The Community Component should also include key government institutions that play bit, albeit, important roles in the CJS, such as the Bureau of Posts which delivers court documents, notices, and other processes; the Bureau of Immigration & Deportation which may prevent the departure of suspects from the country; the Bureau of Telecommunications which transmits communications by telephone, telegram, or radio; and government hospitals and medical centers (like the National Psychopathic Hospital) which furnish experts who may enlighten the courts on issues involving medicine, surgery, or other sciences. Private institutions and civic organizations should also be deemed part hereof since they may also have significant roles to play in Criminal Justice System.
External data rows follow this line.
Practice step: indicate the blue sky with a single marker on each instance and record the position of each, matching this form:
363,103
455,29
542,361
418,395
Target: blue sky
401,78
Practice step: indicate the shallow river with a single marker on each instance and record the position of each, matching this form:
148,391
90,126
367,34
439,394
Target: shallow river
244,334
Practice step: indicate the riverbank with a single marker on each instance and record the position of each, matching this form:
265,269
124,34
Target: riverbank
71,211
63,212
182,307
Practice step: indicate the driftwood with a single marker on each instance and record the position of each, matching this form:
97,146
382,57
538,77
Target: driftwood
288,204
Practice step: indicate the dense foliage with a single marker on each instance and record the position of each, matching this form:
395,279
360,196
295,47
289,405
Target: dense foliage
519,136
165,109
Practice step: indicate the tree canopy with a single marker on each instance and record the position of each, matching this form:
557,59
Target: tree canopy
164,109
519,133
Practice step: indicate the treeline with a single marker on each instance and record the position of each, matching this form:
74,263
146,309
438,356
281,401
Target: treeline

Philippine criminal justice system

Of late, serious efforts have already been started by the Philippine National Police, in cooperation with the Department of Interior and Local Government, to better empower the barangays (the smallest political unit in Philippine society) as well as other sectors of the community so that they may serve the Criminal Justice System more comprehensively. This is in line with the Community Oriented Policing System being adopted by the PNP pursuant to the provision of Section 2 of Republic Act No. 8551 (which amended RA No. 6975) which declared that : “The PNP shall be a community and service oriented agency responsible for the maintenance of peace and order and public safety.”


Philippine criminal justice system

Importance of Coordination Among the Five Pillars

It should now be evident that the Philippine Criminal Justice System is not just the agencies charged with law enforcement; not just the prosecution arm of the government; nor just the courts; nor just the correctional system, nor just the community. The Criminal Justice System is all of these "pillars" considered collectively.

So also, it should now be obvious that, for an efficacious Criminal Justice System to work speedily, it is essential for all these five (5) pillars to work with dispatch and in full coordination with each other. Any perceived failure of the CJS in a particular given case due to some deficiency in one pillar cannot be blamed upon any of the other pillars.